Repository files navigation

intelli3text

intelli3text is the text-processing backbone of the broader intelli3 project (a classification-oriented research/engineering effort).
It ingests texts from Web/PDF/DOCX/TXT, performs cleaning and multilingual normalization (PT/EN/ES), applies paragraph-level language identification (LID), and produces an auditable PDF report (raw → cleaned → normalized), ready for downstream classification tasks.

This work is part of my Master’s research, advised by Sidgley Camargo de Andrade (advisor) and Clodis Boscarioli (co-advisor).

What this module does (in the intelli3 ecosystem)

  • Acquire: extract main content from the web (and read local PDF/DOCX/TXT).
  • Clean: remove boilerplate, linebreak artifacts, and markup noise.
  • Detect language (per paragraph): fastText LID (lid.176.ftz) for robust PT/EN/ES routing.
  • Normalize: spaCy-based normalization pipeline for stable, comparable text.
  • Export: generate an auditable PDF and structured outputs for classification pipelines in intelli3.

How it works (design choices)

  • Frictionless install. pip install intelli3text declares and enforces fasttext>=0.9.2.
    On first run, models are auto-downloaded (fastText LID and spaCy) and then cached/embedded for offline operation.
  • Reproducible by default. Pinned binaries and install-time model bootstrap minimize OS/WSL/environment drift.
  • Paragraph granularity. LID and normalization operate per-paragraph, improving quality on mixed-language sources.
  • Auditable outputs.
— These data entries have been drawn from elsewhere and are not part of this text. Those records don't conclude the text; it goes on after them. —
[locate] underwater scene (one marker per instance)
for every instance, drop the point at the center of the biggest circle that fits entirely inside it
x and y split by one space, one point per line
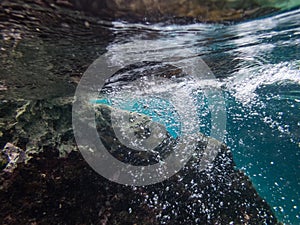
148 112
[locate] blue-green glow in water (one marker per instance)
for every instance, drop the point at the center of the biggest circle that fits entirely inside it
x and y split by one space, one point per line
257 64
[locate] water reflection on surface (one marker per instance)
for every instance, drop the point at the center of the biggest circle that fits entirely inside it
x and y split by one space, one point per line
257 63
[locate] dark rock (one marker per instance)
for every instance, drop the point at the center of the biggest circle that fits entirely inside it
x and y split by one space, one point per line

PDF report includes raw → cleaned → normalized views to support inspection and research traceability.

Table of Contents


Why this project?

In research and production, common needs include:

  1. Ingest text from heterogeneous sources (web, PDFs, DOCX, TXT);
  2. Clean and normalize the content;
  3. Lemmatize and remove stopwords;
  4. Detect language accurately, including bilingual documents;
  5. Export results with traceability (PDF that shows normalized, cleaned, and raw text).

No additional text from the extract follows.